Strategies for big datasets
CosMx data can be truly huge, containing millions of cells and thousands of genes. This prevents many typical analysis strategies, including many toolkits designed for scRNA-seq data. Here we’ll discuss ways to work with big datasets.
Strategy 1: be intentional about what data you bring into memory
No analysis method uses all your data at once. So for any given analysis, pull in only what you need. See below for a discussion of data types and how to handle them.
Data types:
CosMx data comes several varieties:
Large sparse matrices:
These are matrices of cells * genes or cells * cells, populated mainly by 0 values. Sparse matrix formats allow us to only store information for non-zero values, greatly reducing memory demands. When working with sparse matrices, try to use methods that can act on this data type.
Examples of sparse matrices:
- raw counts (sparse matrix, integers)
- norm counts (sparse, but now decimals. can round to 3 or 4 decimal places to control size a bit)

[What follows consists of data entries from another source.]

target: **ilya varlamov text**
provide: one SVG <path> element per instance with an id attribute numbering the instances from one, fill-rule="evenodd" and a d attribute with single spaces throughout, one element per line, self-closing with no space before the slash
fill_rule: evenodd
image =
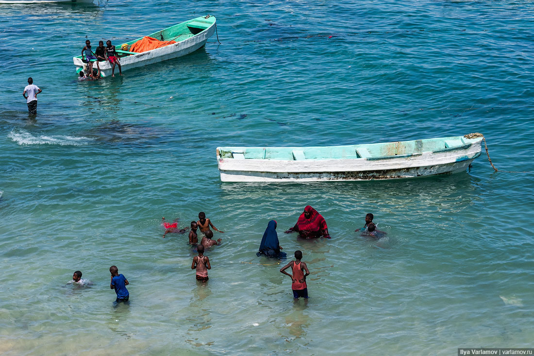
<path id="1" fill-rule="evenodd" d="M 458 356 L 467 355 L 532 355 L 534 349 L 458 349 Z"/>

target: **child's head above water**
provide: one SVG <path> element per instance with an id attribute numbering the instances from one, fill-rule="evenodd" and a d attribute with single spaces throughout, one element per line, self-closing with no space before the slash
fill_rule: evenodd
<path id="1" fill-rule="evenodd" d="M 116 266 L 112 266 L 109 267 L 109 273 L 111 273 L 111 275 L 115 276 L 119 275 L 119 268 L 117 268 Z"/>
<path id="2" fill-rule="evenodd" d="M 74 274 L 72 275 L 72 279 L 74 280 L 74 282 L 79 281 L 81 278 L 82 278 L 82 273 L 79 270 L 77 270 L 74 272 Z"/>
<path id="3" fill-rule="evenodd" d="M 374 218 L 374 216 L 373 215 L 373 214 L 371 214 L 371 213 L 369 213 L 368 214 L 365 215 L 365 223 L 368 224 L 370 222 L 372 222 L 373 219 Z"/>

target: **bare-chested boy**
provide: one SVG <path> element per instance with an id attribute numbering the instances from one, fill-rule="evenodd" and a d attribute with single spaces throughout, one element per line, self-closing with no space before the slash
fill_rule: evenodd
<path id="1" fill-rule="evenodd" d="M 206 214 L 203 211 L 199 213 L 199 221 L 197 222 L 197 223 L 198 224 L 199 227 L 200 228 L 201 233 L 206 234 L 206 231 L 210 230 L 209 227 L 211 226 L 215 231 L 218 231 L 223 234 L 224 233 L 224 231 L 217 230 L 217 228 L 213 226 L 213 224 L 211 223 L 209 219 L 206 218 Z"/>
<path id="2" fill-rule="evenodd" d="M 197 280 L 201 282 L 207 282 L 208 270 L 211 269 L 209 264 L 209 259 L 208 256 L 204 256 L 204 246 L 199 245 L 197 247 L 199 256 L 193 258 L 193 263 L 191 264 L 191 269 L 197 269 Z"/>
<path id="3" fill-rule="evenodd" d="M 189 244 L 196 245 L 199 243 L 199 236 L 197 235 L 197 229 L 198 225 L 194 221 L 191 221 L 191 229 L 189 231 Z"/>
<path id="4" fill-rule="evenodd" d="M 200 241 L 200 244 L 205 247 L 211 247 L 214 245 L 220 245 L 221 239 L 218 238 L 217 241 L 212 240 L 211 238 L 213 237 L 213 231 L 211 230 L 208 230 L 204 233 L 204 236 L 202 236 L 202 240 Z"/>

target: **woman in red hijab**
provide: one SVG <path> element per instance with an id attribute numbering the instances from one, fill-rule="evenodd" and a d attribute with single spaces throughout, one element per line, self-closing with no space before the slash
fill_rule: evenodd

- cells’ neighbor relationships (e.g. 50 entries per cell for 50 nearest neighbors)
Large dense datasets:
Some data is inevitably dense. Ideally, only pull this data into memory when you need it.
Examples of dense data:
- Cell metadata. Storing as a data table is most efficient. Since this usually has dozens of variables that are unnecessary for most analyses, you can also keep in memory only the columns you need for a given analysis.
- Principal components. Unavoidably large. To save memory, store only the top 20-50 PCs, throwing out the information-light remaining PCs.
Data small enough to not be a problem:
- umap
- xy locations
Other data:
- Transcript locations. This comes in an enormous data table. In most studies you’ll want to handle this in chunks, e.g. one FOV / region at a time, or one gene.
- Cell polygons. Another very large file. Since you can’t resolve polygon shapes for tens of thousands of cells at once, this data is only useful for very zoomed-in plots, allowing you to only keep say thousands of cell polygons in memory at once.
Strategy 2: process each tissue / slide separately
It doesn’t take too many slides before you can no longer fit the raw count matrix into R. At this point, you’re forced to work in batches. One good approach is to run fundamental analyses - e.g. QC, normalization, dimension reduction and cell typing - one sample at a time, saving your results to disk. Then for study-wide analyzes you can load in only the data you need, e.g. xy positions and cell types, or normalized expression values from a single gene.
Strategy 3: use data objects that handle moving data between disk and memory
Data formats do exist for this purpose, and they’re developing rapidly. Consider:
- TileDB / TileDBSOMA TileDBsc
- SeuratDisk
- Seurat v5 has some functionality for switching between disk and memory, but not yet enough to support a full spatial analysis.
Strategy 4: efficient computing
Large datasets take time to analyze, there is no way around that, but some simple computation choices can make a big impact.
Ensure your data stays in sparse matrix format; watch out for dense coercions. The Matrix package is great to ensure sparsity.
Parallelization is your friend but be sure to understand how much data you are reading into memory in each core. While as fast as possible is always nice, hardware does have its limitations.